We Need More Than Products If We Want Systemic Social Change

The fact that three quarters of Americans are living paycheck to paycheck is more a result of a generation of stagnating wages accompanied by rising costs of everything from education to healthcare to home ownership.

In his HuffPost response to my Forbes piece about the shortcomings of products and services as vehicles for systemic social change, Nick Stanhope makes the point that not all mission-driven consumer products are created equal -- that well-conceived, human-centered products can provide value in everything from public health to financial health.

Nick is right, though he misses my central argument. I don't dispute that smart products exist, or that design matters. Rather, what I'm saying is that for the most part, products treat symptoms rather than address root causes. They help us navigate our current realities but rarely change what those realities are. And we've become so fixated on them that we've lost sight of this important distinction.

Take financial services, for example. Applications like Digit are beautiful in their simple designs and creative in their gentle nudges to help us make smarter financial decisions. But when we frame the problem of people's financial health and stability as primarily a problem of savings behavior, we overlook major systemic factors in our economy and politics. Indeed, the fact that three quarters of Americans are living paycheck to paycheck is more a result of a generation of stagnating wages accompanied by rising costs of everything from education to healthcare to home ownership. Yes, Americans can and should save more, and Digit can help them do so. But there's just not enough money to save. On such systemic questions Digit is largely irrelevant.

Nick ends his piece with an endorsement of Michael Porter's 'shared value' theory of business which posits that business is our best hope for solving big social problems, in large part because profits allow it to target social problems sustainably at scale. This is a much longer conversation which I'm happy to have, but I'm glad Nick includes it because I think it unearths a fundamental philosophical difference about the role business will play in social change.
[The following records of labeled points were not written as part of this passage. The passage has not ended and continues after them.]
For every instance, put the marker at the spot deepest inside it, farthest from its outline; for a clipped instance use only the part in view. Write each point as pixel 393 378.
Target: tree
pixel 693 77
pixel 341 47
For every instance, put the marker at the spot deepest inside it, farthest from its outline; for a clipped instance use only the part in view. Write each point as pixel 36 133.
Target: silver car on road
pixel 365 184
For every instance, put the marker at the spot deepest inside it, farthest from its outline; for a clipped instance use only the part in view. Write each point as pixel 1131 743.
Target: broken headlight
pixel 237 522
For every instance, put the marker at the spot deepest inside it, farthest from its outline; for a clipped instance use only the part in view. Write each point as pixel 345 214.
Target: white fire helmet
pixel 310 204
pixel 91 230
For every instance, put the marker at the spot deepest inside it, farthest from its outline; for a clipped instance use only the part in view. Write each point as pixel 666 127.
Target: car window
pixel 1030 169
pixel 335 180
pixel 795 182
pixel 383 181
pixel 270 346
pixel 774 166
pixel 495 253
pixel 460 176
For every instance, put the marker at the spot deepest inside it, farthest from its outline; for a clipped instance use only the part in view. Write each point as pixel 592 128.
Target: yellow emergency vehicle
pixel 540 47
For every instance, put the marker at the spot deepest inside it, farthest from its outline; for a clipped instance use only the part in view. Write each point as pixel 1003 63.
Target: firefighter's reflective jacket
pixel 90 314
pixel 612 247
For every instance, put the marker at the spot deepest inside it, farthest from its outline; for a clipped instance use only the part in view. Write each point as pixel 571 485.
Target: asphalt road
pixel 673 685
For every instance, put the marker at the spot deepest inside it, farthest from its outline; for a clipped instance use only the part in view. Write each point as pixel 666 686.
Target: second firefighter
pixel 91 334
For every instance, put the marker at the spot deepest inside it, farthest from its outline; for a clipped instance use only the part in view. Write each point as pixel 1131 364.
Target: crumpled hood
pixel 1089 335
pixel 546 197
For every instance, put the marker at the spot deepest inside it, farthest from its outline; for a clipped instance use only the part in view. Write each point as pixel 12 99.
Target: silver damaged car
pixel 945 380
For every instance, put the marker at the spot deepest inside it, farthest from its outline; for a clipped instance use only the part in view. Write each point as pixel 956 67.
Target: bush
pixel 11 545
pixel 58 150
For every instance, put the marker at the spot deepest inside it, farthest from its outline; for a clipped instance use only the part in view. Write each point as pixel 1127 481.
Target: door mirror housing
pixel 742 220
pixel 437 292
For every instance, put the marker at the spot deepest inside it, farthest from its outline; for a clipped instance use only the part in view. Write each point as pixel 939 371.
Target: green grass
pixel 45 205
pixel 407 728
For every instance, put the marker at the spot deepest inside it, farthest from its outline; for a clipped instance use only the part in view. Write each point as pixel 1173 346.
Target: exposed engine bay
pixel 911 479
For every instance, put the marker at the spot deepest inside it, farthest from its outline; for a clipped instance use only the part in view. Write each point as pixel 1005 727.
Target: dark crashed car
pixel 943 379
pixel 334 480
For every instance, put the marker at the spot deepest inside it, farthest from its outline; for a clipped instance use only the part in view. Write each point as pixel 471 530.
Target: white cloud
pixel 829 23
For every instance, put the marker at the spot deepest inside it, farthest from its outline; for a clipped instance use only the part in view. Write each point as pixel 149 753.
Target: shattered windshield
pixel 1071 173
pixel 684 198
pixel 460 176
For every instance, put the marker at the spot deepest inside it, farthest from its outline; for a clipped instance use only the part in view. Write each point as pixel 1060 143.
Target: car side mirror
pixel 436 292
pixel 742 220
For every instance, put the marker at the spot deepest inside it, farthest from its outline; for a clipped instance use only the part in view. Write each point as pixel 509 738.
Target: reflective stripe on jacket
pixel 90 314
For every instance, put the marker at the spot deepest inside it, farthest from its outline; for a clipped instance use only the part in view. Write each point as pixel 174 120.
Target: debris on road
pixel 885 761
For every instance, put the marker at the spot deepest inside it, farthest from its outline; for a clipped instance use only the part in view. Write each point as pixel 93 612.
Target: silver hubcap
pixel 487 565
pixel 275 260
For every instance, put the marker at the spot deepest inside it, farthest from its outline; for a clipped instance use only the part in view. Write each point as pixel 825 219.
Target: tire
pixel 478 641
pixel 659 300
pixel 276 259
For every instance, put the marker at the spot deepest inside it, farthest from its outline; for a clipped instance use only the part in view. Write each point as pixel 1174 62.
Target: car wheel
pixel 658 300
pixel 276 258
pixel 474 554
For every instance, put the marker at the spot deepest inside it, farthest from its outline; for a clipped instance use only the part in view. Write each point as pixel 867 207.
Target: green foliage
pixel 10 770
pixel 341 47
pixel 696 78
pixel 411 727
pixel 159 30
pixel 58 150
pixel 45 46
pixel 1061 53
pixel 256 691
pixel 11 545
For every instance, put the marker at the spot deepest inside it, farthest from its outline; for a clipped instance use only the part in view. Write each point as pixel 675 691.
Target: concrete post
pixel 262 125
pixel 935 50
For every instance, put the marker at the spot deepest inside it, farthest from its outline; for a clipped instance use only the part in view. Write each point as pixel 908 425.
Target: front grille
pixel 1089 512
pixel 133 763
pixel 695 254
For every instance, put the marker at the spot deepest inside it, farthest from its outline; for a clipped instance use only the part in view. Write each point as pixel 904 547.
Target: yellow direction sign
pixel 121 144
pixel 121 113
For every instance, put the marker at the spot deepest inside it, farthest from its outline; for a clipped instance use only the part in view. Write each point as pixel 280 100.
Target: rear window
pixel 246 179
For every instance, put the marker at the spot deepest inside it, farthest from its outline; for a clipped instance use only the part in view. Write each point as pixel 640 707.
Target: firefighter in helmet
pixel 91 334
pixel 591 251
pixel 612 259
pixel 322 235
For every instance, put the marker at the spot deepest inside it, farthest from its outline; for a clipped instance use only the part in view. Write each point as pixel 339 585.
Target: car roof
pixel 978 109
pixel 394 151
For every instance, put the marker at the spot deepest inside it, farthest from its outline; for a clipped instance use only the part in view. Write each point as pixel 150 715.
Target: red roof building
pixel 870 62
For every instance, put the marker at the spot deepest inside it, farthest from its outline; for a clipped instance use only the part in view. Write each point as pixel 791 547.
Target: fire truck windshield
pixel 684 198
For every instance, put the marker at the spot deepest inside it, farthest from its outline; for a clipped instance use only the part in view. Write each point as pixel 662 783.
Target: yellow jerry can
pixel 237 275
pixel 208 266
Porter believes we can have our cake and eat it too: make big profits while simultaneously solving the big social challenges we're grappling with. But is it really wise to expect the identical systems that have largely contributed to global problems like climate change or staggering levels of wealth inequality to navigate us to a better place? I don't think so. Porter and his followers are far too quick to dismiss the central role that politics and civil society have played in nearly every major societal advancement in human history. In many cases this involved reigning in business in a big way. I highly recommend Michael Edwards' short bookSmall Change: Why Business Won't Save the World as an insightful counterpoint to the philanthrocapitalism camp.

This doesn't mean that markets aren't an effective means of meeting a wide range of human needs. Especially when it comes to delivering products and services, business is remarkably efficient. But if the conversation we're having is about systemic social change, far more powerful than any business product or service would be asking business to turn inward and re-examine some of the very structures of modern capitalism itself - following, among others, the model of B-corporations and worker-owned companies who alter their legal structures and corporate DNA in service of ecological sustainability, the democratization of wealth, and much more.

Even the best designed products and services must be conceived of as complements to these more ambitious efforts, otherwise it's hard to see how we'll diverge much from the path we're on.